P2X2 knockout mice and P2X2/P2X3 double knockout mice reveal a role for the P2X2 receptor subunit in mediating multiple sensory effects of ATP

Extracellular ATP plays a role in nociceptive signalling and sensory regulation of visceral function through ionotropic receptors variably composed of P2X(2) and P2X(3) subunits. P2X(2) and P2X(3) subunits can form homomultimeric P2X(2), homomultimeric P2X(3), or heteromultimeric P2X(2/3) receptors. However, the relative contribution of these receptor subtypes to afferent functions of ATP in vivo is poorly understood. Here we describe null mutant mice lacking the P2X(2) receptor subunit (P2X(2)(-/-)) and double mutant mice lacking both P2X(2) and P2X(3) subunits (P2X(2)/P2X(3)(Dbl-/-)), and compare these with previously characterized P2X(3)(-/-) mice.

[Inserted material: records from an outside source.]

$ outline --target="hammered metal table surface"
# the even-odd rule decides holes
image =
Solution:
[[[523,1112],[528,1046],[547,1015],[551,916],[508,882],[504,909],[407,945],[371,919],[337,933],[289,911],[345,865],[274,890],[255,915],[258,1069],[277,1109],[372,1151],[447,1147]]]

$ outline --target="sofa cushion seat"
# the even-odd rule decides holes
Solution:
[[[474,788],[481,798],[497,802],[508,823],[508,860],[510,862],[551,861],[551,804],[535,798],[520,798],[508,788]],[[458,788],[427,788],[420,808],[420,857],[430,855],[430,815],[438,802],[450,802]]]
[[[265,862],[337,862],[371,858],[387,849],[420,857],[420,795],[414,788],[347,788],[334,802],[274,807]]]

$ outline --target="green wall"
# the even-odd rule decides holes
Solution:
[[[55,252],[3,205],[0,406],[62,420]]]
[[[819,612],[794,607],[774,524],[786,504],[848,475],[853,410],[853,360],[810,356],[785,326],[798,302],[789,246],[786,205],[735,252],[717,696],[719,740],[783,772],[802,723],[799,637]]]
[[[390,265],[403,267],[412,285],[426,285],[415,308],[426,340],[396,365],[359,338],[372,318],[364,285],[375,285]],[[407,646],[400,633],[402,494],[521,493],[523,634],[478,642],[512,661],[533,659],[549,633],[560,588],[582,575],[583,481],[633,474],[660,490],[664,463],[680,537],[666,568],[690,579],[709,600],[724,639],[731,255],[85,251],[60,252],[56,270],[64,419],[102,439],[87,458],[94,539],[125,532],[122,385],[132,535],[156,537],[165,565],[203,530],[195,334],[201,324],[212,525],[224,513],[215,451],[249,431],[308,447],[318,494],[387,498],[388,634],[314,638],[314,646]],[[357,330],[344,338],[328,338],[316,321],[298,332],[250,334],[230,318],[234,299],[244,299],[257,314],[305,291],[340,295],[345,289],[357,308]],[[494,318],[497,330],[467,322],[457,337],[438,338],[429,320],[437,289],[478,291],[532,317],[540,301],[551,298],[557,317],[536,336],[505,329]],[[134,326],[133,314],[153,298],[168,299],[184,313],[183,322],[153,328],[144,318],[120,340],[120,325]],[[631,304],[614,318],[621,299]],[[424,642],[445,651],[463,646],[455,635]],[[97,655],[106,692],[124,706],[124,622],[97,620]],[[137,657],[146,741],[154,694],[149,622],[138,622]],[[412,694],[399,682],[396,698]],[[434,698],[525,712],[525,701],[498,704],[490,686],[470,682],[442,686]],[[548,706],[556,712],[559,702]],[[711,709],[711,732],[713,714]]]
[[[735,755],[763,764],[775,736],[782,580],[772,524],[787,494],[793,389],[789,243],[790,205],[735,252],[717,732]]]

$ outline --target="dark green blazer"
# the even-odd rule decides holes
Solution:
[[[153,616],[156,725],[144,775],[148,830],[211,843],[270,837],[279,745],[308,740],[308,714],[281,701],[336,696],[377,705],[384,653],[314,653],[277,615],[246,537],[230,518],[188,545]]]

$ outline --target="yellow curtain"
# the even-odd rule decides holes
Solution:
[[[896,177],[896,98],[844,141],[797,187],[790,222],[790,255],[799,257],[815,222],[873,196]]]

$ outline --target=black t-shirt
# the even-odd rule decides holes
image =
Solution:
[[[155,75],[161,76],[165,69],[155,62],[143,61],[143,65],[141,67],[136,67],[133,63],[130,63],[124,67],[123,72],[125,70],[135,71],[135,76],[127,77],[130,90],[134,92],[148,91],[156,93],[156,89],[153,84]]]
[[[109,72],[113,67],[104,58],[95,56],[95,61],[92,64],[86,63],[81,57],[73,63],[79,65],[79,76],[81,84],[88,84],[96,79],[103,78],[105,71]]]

In patch-clamp studies, nodose, coeliac and superior cervical ganglia (SCG) neurones from wild-type mice responded to ATP with sustained inward currents, while dorsal root ganglia (DRG) neurones gave predominantly transient currents. Sensory neurones from P2X(2)(-/-) mice responded to ATP with only transient inward currents, while sympathetic neurones had barely detectable responses. Neurones from P2X(2)/P2X(3)(Dbl-/-) mice had minimal to no response to ATP. These data indicate that P2X receptors on sensory and sympathetic ganglion neurones involve almost exclusively P2X(2) and P2X(3) subunits. P2X(2)(-/-) and P2X(2)/P2X(3) (Dbl-/-) mice had reduced pain-related behaviours in response to intraplantar injection of formalin. Significantly, P2X(3)(-/-), P2X(2)(-/-),and P2X(2)/P2X(3)(Dbl-/-) mice had reduced urinary bladder reflexes and decreased pelvic afferent nerve activity in response to bladder distension. No deficits in a wide variety of CNS behavioural tests were observed in P2X(2)(-/-) mice. Taken together, these data extend our findings for P2X(3)(-/-) mice, and reveal an important contribution of heteromeric P2X(2/3) receptors to nociceptive responses and mechanosensory transduction within the urinary bladder.